Réaliser un film sur l’univers du jazz, et en particulier du batteur de l’orchestre de jazz est quelque chose d’osé, tellement le sujet semble, à première vue, restreint. N’oublions pas que sur ce type de récit d’apprentissage artistique, Darren Aronofsky nous a donné le très réussi Black Swan (dont vous pouvez relire notre critique ici). Donc finalement, c’est possible non ?
Synopsis
Andrew, 19 ans, rêve de devenir l’un des meilleurs batteurs de jazz de sa génération. Mais la concurrence est rude au conservatoire de Manhattan où il s’entraîne avec acharnement. Il a pour objectif d’intégrer le fleuron des orchestres dirigé par Terence Fletcher, professeur féroce et intraitable. Lorsque celui-ci le repère enfin, Andrew se lance, sous sa direction, dans la quête de l’excellence…
Critique
Le jazz est certainement un des style musicaux les plus exigeants, mais aussi un des moins reconnus. Comme le dit l’adage : “Le blues c’est 3000 personnes qui viennent voir des musiciens jouer 3 notes, le jazz c’est 3 personnes qui viennent voir des musiciens jouer 3000 notes”. Andrew, le héros de Whiplas une affiche dans sa chambre : “Les mauvais batteurs de jazz partent évoluer dans un groupe de rock”. Et Andrew ne veut définitivement pas jouer dans un groupe de rock. Non, Andrew veut devenir le plus grand batteur de jazz de l’histoire.
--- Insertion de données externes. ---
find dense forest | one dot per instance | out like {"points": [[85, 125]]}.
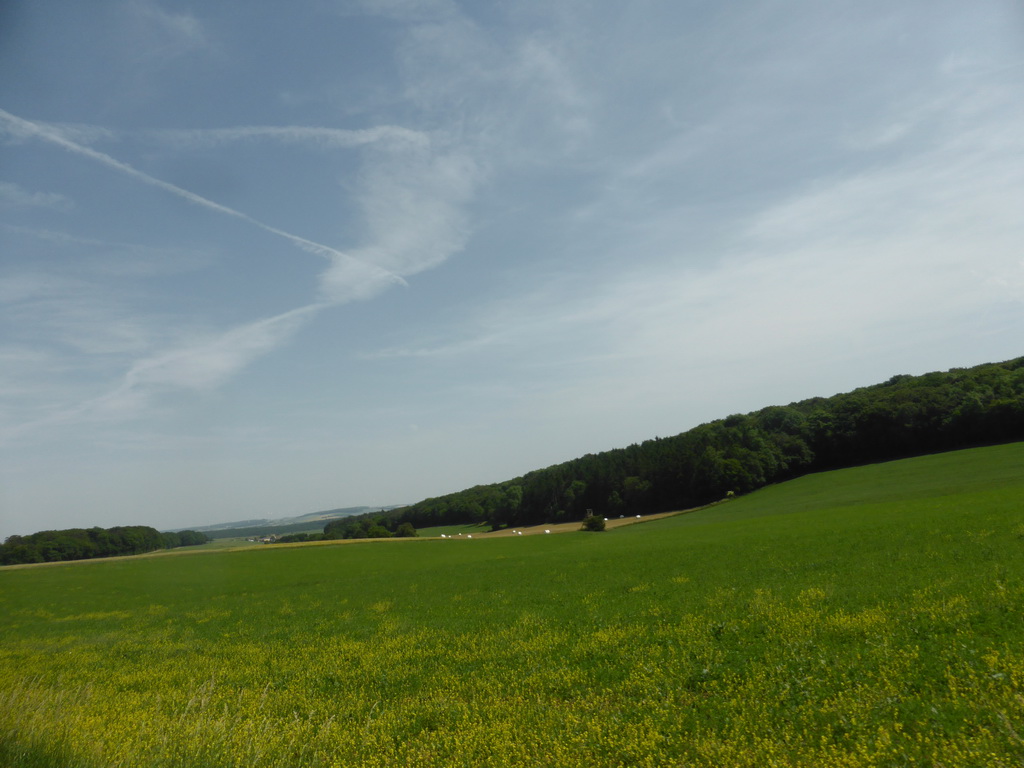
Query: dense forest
{"points": [[85, 544], [905, 416]]}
Andrew est doué avec une batterie, il semble pour le spectateur avoir le rythme, le tempo, et on lui donnerait le 1er prix de batterie sans hésiter. Mais ce talent, cette technique, est-elle innée ou est-elle issue d’un travail acharné de chaque moment ? C’est sur cette question de l’inné contre l’acquis que Whiplash est un grand film. Contrairement à beaucoup de contes hollywoodien où le talent semble tout faire, le travail étant second, Whiplash ne nous fait pas rêver à cela. Non, la musique dans Whiplash, c’est ce que disait Brel :
“Le talent, cela n’existe pas […] Avoir envie de réaliser un rêve, c’est le talent. Et tout le reste, c’est de la sueur. C’est de la transpiration, c’est de la discipline.”
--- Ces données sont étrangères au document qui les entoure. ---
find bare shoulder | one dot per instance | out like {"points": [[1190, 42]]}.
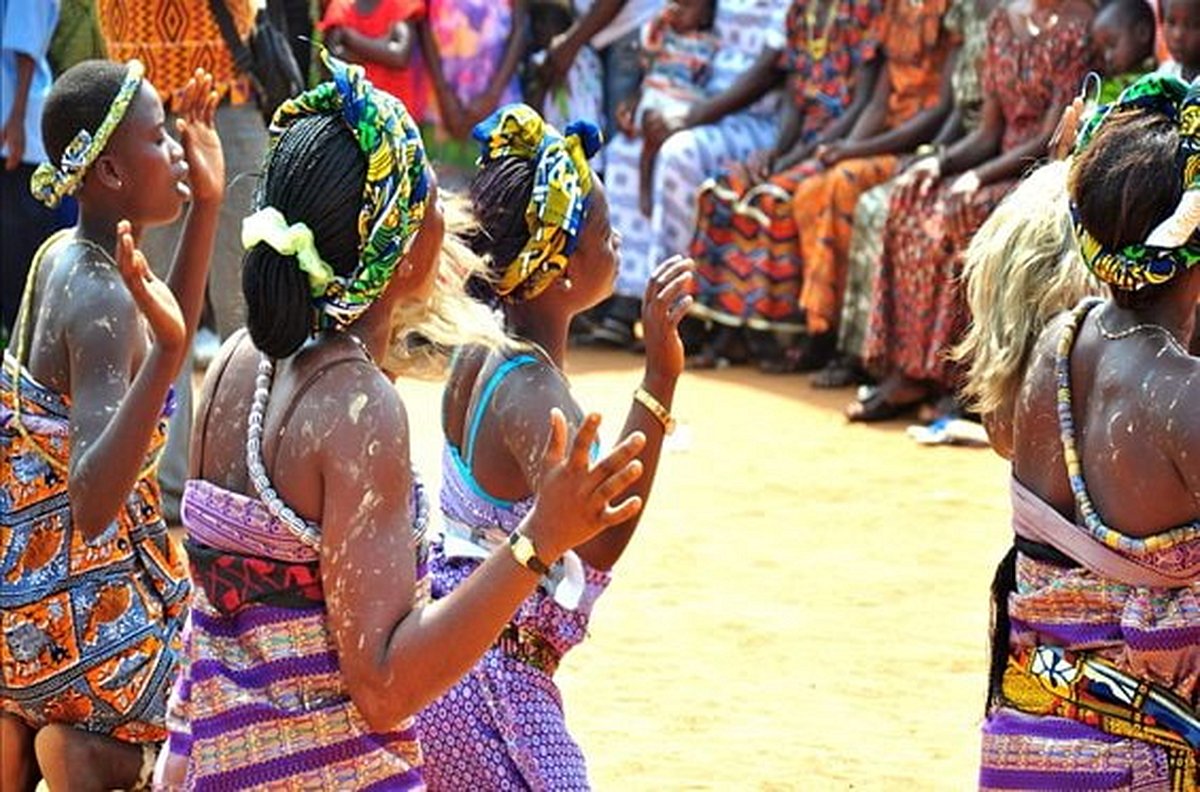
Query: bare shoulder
{"points": [[1078, 11], [89, 295], [529, 391], [1179, 399]]}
On subit ainsi les craintes d’Andrew, son travail acharné de chaque instant pour devenir un grand batteur, quitte à y sacrifier sa vie privée, ses amours naissances, ou même sa vie. Pour réussir, Andrew ne reculera devant aucune difficulté, et Dieu sait qu’elles sont nombreuses. Son professeur, Terence Fletcher (l’indécrottable J.J.Jameson dans les Spider-Man de Sam Raimi) se chargeant d’en rajouter autant que possible. Son personnage est cruel, à la limite du sadisme, cherchant toujours à pousser ses élèves à bout afin de les faire se dépasser. A la manière d’un Thomas Leroy dans Black Swan, c’est justement cette violence dans l’apprentissage qui peut permettre à l’élève d’atteindre son but, un état de grâce unique que seul son art peut lui apporter.
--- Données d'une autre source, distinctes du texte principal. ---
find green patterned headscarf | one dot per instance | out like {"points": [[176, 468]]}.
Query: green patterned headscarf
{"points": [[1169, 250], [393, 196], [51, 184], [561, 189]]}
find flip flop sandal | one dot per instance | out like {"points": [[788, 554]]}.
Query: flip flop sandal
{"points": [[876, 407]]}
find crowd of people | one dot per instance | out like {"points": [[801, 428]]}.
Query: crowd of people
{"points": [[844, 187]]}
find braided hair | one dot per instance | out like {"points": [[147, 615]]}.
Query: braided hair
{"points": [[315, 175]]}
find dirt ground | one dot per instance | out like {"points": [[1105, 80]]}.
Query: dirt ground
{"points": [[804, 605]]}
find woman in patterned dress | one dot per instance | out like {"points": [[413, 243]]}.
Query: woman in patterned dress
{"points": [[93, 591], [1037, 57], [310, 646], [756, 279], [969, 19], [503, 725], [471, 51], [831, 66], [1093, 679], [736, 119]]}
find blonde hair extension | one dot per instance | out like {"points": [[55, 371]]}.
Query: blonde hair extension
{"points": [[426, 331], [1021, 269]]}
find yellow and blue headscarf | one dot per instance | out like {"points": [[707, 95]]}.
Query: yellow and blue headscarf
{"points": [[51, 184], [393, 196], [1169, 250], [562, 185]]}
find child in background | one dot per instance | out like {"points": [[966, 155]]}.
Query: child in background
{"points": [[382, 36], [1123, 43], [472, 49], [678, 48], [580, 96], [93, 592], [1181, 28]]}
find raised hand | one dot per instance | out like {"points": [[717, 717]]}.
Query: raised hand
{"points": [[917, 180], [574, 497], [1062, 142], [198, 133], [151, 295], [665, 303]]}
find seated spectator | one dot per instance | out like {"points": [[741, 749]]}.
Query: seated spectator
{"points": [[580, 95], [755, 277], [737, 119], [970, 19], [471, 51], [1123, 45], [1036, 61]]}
Et ce travail pour Andrew est d’autant plus ingrat que son art n’est pas reconnu, et que donc personne ne le comprend. Ce message choc du film vient à contre-pied des classiques Hollywoodien, mais en même temps est parfaitement exécuté. On entre dans le film, on suit et souffre avec Andrew, et on souhaite pour lui d’atteindre son objectif, son but : devenir le meilleur. Les images comme la musique sont parfaites, les morceaux prenants (et appuyés par un montage sans faille). Tout le film est dans ces teintes rouge/orangées, cosy, que l’on associe au jazz. On s’enferme donc avec joie dans cet univers pendant la durée de Whiplash.
S’il faut conclure, Whiplash est un film touchant, choc, qui cherche à transmettre un message que l’on sait tous, sans vouloir le reconnaître : c’est par le travail et des sacrifices que l’on devient le meilleur. Et pour celui qui est prêt à ces sacrifices, il y a une possibilité, une chance d’atteindre son but.